Results analysis from Kepler Trust Intelligence
RNS Number : 9489Y
Downing Strategic Micro-Cap IT PLC
10 May 2023
 

Downing Strategic MicroCap (DSM)

10/05/2023

Results analysis from Kepler Trust Intelligence

·    In the full year to 28/02/2023, Downing Strategic MicroCap (DSM) reported a NAV decrease of 8.7% and a 9.7% decrease in the share price, outperforming the FTSE AIM All-Share TR index over the period, which fell 17.4%

·    This marked the third consecutive year of outperformance for the trust, as several of its investments reach maturity

·    A couple of headline realisations over the period, including one sale at a 74.8% premium to the share price, demonstrated the DSM investment case, which seeks out mispriced companies with clear improvement potential

·    The managers believe that small caps' ability to be nimble will prove fertile over the coming year despite challenging conditions, with the trust's portfolio holdings largely holding cash on their balance sheets

·    The trust currently sits on a discount of -15.5% as small caps more broadly remain out of favour in a rising rate environment

Kepler View

Downing Strategic Micro-Cap (DSM) has published another set of strong results, outperforming both the AIM and FTSE Small Cap indices for the third year running.

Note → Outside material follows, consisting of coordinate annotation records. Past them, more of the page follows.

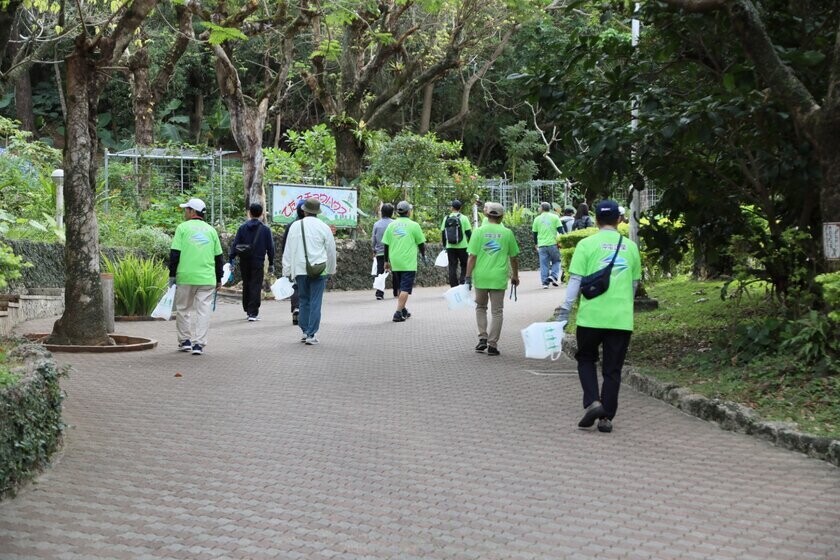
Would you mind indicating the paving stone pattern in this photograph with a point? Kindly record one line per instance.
(396, 441)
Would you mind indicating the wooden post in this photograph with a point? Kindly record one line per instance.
(107, 281)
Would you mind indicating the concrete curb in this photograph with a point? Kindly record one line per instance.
(727, 415)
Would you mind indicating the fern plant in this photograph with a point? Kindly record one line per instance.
(138, 284)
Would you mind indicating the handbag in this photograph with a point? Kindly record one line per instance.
(312, 270)
(595, 284)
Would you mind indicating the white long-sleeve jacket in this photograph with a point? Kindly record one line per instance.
(320, 247)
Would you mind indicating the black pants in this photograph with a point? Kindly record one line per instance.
(380, 268)
(456, 257)
(614, 343)
(252, 278)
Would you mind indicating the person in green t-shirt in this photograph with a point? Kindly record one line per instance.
(195, 267)
(455, 231)
(545, 228)
(403, 239)
(606, 320)
(490, 249)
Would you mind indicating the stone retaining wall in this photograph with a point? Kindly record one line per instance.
(727, 415)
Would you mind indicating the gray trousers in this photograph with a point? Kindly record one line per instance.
(497, 305)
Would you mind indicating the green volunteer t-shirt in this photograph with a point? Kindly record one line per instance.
(199, 245)
(614, 308)
(492, 245)
(465, 227)
(402, 238)
(546, 225)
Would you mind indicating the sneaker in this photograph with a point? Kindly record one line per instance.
(591, 413)
(605, 425)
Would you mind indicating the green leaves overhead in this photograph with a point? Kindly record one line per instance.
(219, 34)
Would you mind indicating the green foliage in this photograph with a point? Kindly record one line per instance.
(830, 283)
(30, 416)
(138, 284)
(311, 159)
(10, 265)
(521, 144)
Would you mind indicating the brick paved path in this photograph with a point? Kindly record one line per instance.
(396, 441)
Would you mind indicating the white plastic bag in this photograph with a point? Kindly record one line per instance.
(163, 310)
(543, 340)
(282, 288)
(459, 297)
(379, 282)
(227, 273)
(442, 259)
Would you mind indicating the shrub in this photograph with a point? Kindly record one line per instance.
(30, 414)
(138, 284)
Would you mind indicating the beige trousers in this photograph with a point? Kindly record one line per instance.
(497, 304)
(193, 305)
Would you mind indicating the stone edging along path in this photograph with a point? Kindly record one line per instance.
(727, 415)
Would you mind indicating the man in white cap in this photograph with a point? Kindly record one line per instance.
(308, 260)
(195, 267)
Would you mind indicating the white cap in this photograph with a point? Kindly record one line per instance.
(195, 203)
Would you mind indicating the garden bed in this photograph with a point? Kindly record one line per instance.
(30, 412)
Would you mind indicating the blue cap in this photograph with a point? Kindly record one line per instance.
(607, 209)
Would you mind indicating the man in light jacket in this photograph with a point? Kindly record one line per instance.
(309, 240)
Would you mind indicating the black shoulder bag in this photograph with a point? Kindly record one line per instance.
(595, 284)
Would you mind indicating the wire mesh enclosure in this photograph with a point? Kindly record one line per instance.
(158, 174)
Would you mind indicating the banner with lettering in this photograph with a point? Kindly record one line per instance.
(338, 205)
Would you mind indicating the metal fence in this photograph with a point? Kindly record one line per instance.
(160, 172)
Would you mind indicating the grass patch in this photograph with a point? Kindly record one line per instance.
(688, 341)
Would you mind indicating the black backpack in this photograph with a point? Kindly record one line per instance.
(452, 229)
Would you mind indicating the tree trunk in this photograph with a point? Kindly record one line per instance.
(83, 321)
(426, 115)
(348, 155)
(142, 101)
(23, 102)
(196, 117)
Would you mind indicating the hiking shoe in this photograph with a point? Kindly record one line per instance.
(591, 413)
(605, 425)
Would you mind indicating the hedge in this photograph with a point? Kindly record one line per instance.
(30, 415)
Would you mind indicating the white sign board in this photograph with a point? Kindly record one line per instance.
(338, 205)
(831, 240)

Having consistently touted the long-term potential of its investments - with the investment case across the board generally focused on realising value over time as a result of improvement stories - the trust's strategy appears to now be proving its effectiveness over a challenging market cycle.

Notable highlights during the year include the acquisition of AdEPT by Macquarie Group subsidiary Wavenet Group at a premium of 74.8% to the closing price on 07/02/2023. This process was at least in part driven by DSM's managers, Judith Mackenzie and Nick Hawthorn, with the pair believing that AdEPT would struggle to improve the multiple it was trading on given the significant debt on its balance sheet.

Other highlights in a portfolio focused on idiosyncratic opportunities include a 23.9% rise in the share price of Centaur Media over the period, despite an apparently challenging environment for media-oriented businesses. Judith and Nick believe the business has potential to grow further in 2023, with a strong balance sheet allowing for further distributions to shareholders.

All this good news aside, the NAV fell by 8.7% over the year, as small caps generally suffered from a perception of riskiness in a rising rate environment. Within the portfolio, the companies that suffered most were FireAngel, as a result of supply chain issues impacting delivery, and DigitalBox, where headwinds for ad spending caused market sentiment to decline dramatically.

Looking forward, the managers say that there is significant potential for earnings upgrades in many of the trust's 10 largest portfolio holdings over the next 12-24 months. These come from mixed sources, including latent COVID recovery and improving online and digital offerings from several portfolio companies. The team provide a detailed explanation on the investment case for each of their holdings in the announcement, accessible via the link below. With acquirers circling the UK, the portfolio is poised for further M&A.